'Silver' tourists may become travel goldmine
Updated: 2015-09-15 08:58
By Su Zhou(China Daily)
A couple visits Tian'anmen Square in Beijing. As Chinese society ages rapidly, growing demand from senior tourists is likely to make them a powerful group within the nation's travel industry. Provided to China Daily
'Silver' tourists may become travel goldmine Senior travelers get a rough deal from travel agencies, who believe the low profits they generate aren't worth the efforts required to make them.
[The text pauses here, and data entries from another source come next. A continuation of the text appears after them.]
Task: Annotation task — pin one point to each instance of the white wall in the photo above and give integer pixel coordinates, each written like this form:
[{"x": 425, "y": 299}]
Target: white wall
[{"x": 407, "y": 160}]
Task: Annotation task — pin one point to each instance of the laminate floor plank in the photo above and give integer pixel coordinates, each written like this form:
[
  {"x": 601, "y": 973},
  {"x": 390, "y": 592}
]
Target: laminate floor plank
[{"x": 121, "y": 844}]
However, as China becomes an increasingly aging society, the tide may be turning for older travelers, as Su Zhou reports.
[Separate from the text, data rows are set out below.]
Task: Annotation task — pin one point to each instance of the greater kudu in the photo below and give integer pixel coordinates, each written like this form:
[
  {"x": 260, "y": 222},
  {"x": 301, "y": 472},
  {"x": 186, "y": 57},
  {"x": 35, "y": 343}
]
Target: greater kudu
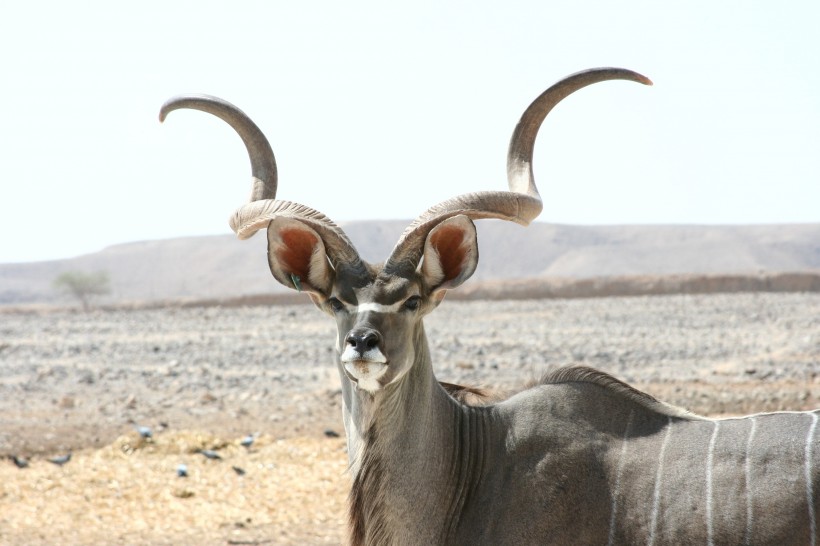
[{"x": 581, "y": 458}]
Since she retired four years ago, Chen Ying, 59, has been bitten by the travel bug.
The last trip the former physician made was at the end of April, when she visited Yunnan province in Southwest China. The 10-day jaunt included trips to Kunming, Lijiang, Dali and the Xishuangbanna Dai autonomous prefecture, but it only cost 800 yuan ($125). "I saw the advertisement at the travel agency near my home, and I thought it was a good bargain," said Chen, from Shijiazhuang, the capital of Hebei province.
Travelers age 55 and younger got an even better deal, though. They were given free trips because they were regarded as having greater spending power than seniors and were more likely to spend reasonable amounts at the various destinations.
The super-cheap package aroused the suspicions of Chen's two daughters, who warned her about the tight schedule, the strong possibility of "forced shopping" and even verbal abuse from the tour guide. Chen regarded their concerns as exaggerated because "there were a lot of seniors joining the trip", so she set out accompanied by her neighbors. They didn't actually join the group until they arrived in Kunming.
Although the trip failed to live up to the promises made in the advertisements, Chen was generally satisfied because the package was extremely cheap and she didn't feel pressured to purchase souvenirs or other unnecessary items.
"The schedule was too tight, though," she said. "For a few days it felt as though we were just driving endlessly along bumpy roads. On the 24-hour train journey back to Shijiazhuang, I didn't rest well, so I took a few days to recover from the trip later," she added. "I'm not that old, but I don't think I can endure these (cheap) tours anymore."
Figures released by the National Bureau of Statistics in 2013 show that the number of Chinese age 60 or older was 202 million. By 2050, that number will nearly double to about 400 million.
The older generation's enthusiasm for travel is growing rapidly. According to Ctrip, a leading online travel agency, 87 percent of those age 50 and older said they definitely plan to travel, and 13 percent said they would "probably" travel. However, 29 percent of those age 25 years and younger, and 17 percent of people in the 26 to 30 age bracket, said they had no travel plans.
A survey conducted in November by the Gerontological Society of Shanghai and East China University of Science and Technology found that many customers were dissatisfied with the services and products provided by travel agencies. About 30 percent of the 2,341 seniors interviewed both online and offline complained that "they felt they had been treated without proper respect while traveling".
The survey also highlighted violations of senior tourists' rights, such as a lack of legal contracts, forced shopping, unexpected changes to itineraries and even travelers being abandoned in the middle of trips.
A retired teacher from Jiangsu province, who would only give her surname as Zhou, said she was abandoned in Beijing after she argued with the tour guides and refused to buy items in a jade shop.
"My husband and I had to book the return train tickets ourselves," said Zhou, 60.